Tuesday, April 29, 2008

Please Do, Mr. Abu Mazen

Or, How to Lose Friends and Alienate People

Primerprez admits he laughed out loud when he read this one.

According to a JTA report, the leader of the Palestinian Authority is threatening to boycott President Bush as punishment for helping to celebrate the sixtieth anniversary of Israel's reestablishment.

Way to go, Abu!

George Bush has been called the best friend Israel ever had in the White House, but he's certainly done more for the Palestinian Arabs than any other president.

Jimmy Carter wants to do more for them, or at least he wants to help them hurt Israel, but he's so ineffective at doing anything other than wielding a hammer for Habitat for Humanity that he doesn't count.

It was George Bush who, in the midst of Arafat's terror war, broke with previous American policy and called for the establishment of another Palestinian Arab state.

It's been George Bush who has been pressuring Israel to negotiate on final status issues in conflict with his own road map, even while Abu Mazen/Abbas continues to insist he'll never adhere to his obligations under that road map.

Still, Abu Mazen threatens to boycott George Bush!

Let's hope he carries through with that threat, rather than chickening out under pressure the way he did recently when he was planning to honor the families of suicide terrorists.

After all, there has to be some line which will eventually make our American government realize appeasing "moderates" like Abu Mazen is counterproductive.

P.A. to shun Israel's celebrants

The Palestinian Authority threatened to boycott President Bush and foreign dignitaries who attend Israel's Independence Day celebrations.

Unnamed aides to Mahmoud Abbas told Reuters Monday that the P.A. president will consider as "temporarily" persona non grata the dozens of top foreign dignitaries who are expected to visit Israel for its 60th birthday bash next month.
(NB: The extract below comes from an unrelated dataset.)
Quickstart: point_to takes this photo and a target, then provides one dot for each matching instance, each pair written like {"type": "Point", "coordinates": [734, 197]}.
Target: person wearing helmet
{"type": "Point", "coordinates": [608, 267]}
Palestinians describe the 1948 founding of Israel to be their nakba, or "catastrophe," though a U.N. partition plan -- violently rejected by the Arabs at the time -- called for a Palestinian state to be created alongside the Jewish state.

Bush is widely expected to use his mid-May visit to push for progress in peace talks between Abbas and Israeli Prime Minister Ehud Olmert. It was not immediately clear how the United States would respond to the prospect of its president being boycotted by Abbas' administration in the West Bank.

[It's rather difficult to negotiate on behalf of someone whose boycotting you.]